New coronavirus strain hits British pound, euro as investors seek dollars

By: |
December 21, 2020 2:55 PM

Sterling fell close to 2% against the dollar in morning trading before Prime Minister Boris Johnson chairs an emergency response meeting to discuss international travel and the flow of freight in and out of Britain.

The euro also sustained losses against the dollar, down 0.74% at $1.2169, but rose 1.26% at 0.9170 pence against the pound. (Photo source: Reuters)

The British pound and the euro fell on Monday as investors sought refuge in the dollar, after a fast-spreading new coronavirus strain shut down much of the United Kingdom and disrupted international freight amid Brexit talks uncertainties.

Sterling fell close to 2% against the dollar in morning trading before Prime Minister Boris Johnson chairs an emergency response meeting to discuss international travel and the flow of freight in and out of Britain.

Much of Europe has cut off transport with the UK sowing chaos for families and companies just days before Britain exits the European Union.

“The British horror stories of a shortage of goods after a hard Brexit are taking on a whole new drive – for a completely different reason,” said Commerzbank strategist Ulrich Leuchtmann.

Adding to the transport crisis caused by the virus were fears the UK will crash out of the EU without a trade deal on Jan. 1. Britain insisted on Sunday that the EU should shift position to open the way to a post-Brexit trade deal, but there was so far no sign a breakthrough. At 0756 GMT, the pound was down 1.85% at $1.3277.

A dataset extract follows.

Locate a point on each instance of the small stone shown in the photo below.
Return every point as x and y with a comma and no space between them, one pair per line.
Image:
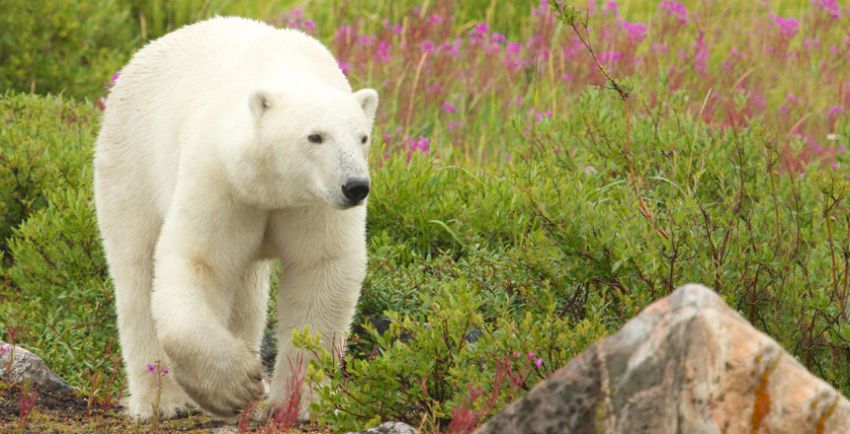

The euro also sustained losses against the dollar, down 0.74% at $1.2169, but rose 1.26% at 0.9170 pence against the pound. The pandemic stress in Europe overshadowed a weekend deal among U.S. congressional leaders for a $900 billion coronavirus aid package.

The dollar climbed against major peers on Monday with investors seeking its relative safety as many countries tightened COVID-19 lockdowns.
The dollar’s rebound comes after it sank to two-and-a-half-year lows last week, driven by optimism that vaccines would help revive global growth.

The dollar index gained 0.38% to 90.625, after touching 89.723 on Thursday for the first time since April 2018.
The riskier Antipodean currencies weakened at the start of the holiday-shortened trading week as investors rushed for haven assets.

The Aussie dollar dropped 1.24% to 75.295 U.S. cents. The U.S. dollar gained 0.32% to 103.62 yen, another safe haven.